The project was successful enough to attract increased funding for Professor Skippy and his team. They set about constructing a much more powerful version of the device; one that could be used in all conditions, and didn't go all limp and soggy when it rained. After months of detailed experiments and careful study, they eventually came up with Sydney Opera House.

As far as most people are concerned, Sydney Opera House is a perfectly normal - if somewhat striking - building. Not so, there's more to the Opera House than meets the eye. It is, in fact, an incredibly powerful sonic collector, capable of concentrating sound into a devastatingly destructive beam of pure energy. Its position on Sydney Harbour is no accident, as it was placed there deliberately to protect the city from attack from the sea. With a full choir on stage, it can produce a wall of sound so powerful that any enemy ships would be shaken to their rivets.

Despite the work that had gone into its preparation, no one was really sure just how powerful it would be. On its first test run, the Opera House surprised everyone by melting all the lampposts in the western half of the city. Professor Skippy and his team were delighted, but the work was only just beginning. Whilst Sydney Opera House would prove most effective as a deterrent, its lack of mobility made it totally unsuitable for use as an offensive weapon. Such a huge, unwieldy building lumbering across the battlefield would be a sitting target, and its distinctive profile could be spotted many miles away, losing the all-important element of surprise.

Professor Skippy's next task, therefore, was to make a smaller version of the Opera House, capable of rapid deployment. Though he worked on the project incessantly, the secrets of miniaturising his creation were to elude him, for just as it seemed that he was on the verge of a breakthrough, a cruel accident took him away.

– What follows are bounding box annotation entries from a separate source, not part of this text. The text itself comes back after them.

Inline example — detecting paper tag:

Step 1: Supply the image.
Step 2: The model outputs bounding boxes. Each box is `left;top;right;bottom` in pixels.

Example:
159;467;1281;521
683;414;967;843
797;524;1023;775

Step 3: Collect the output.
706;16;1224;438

During an experimental dress rehearsal in 1976, an unstable soprano exploded. Professor Skippy was killed instantly.

Perhaps the most tragic consequence of Professor Skippy's untimely death was the fact that his work died with him. The Australian government ruled that sonic research was too dangerous and cancelled the project for good. But Professor Skippy isn't completely forgotten. Every year, on the anniversary of his death, Sydney Opera House plays host to a special tribute concert - which damages the foundations of nearby buildings and rattles everybody's teeth within a five-mile radius.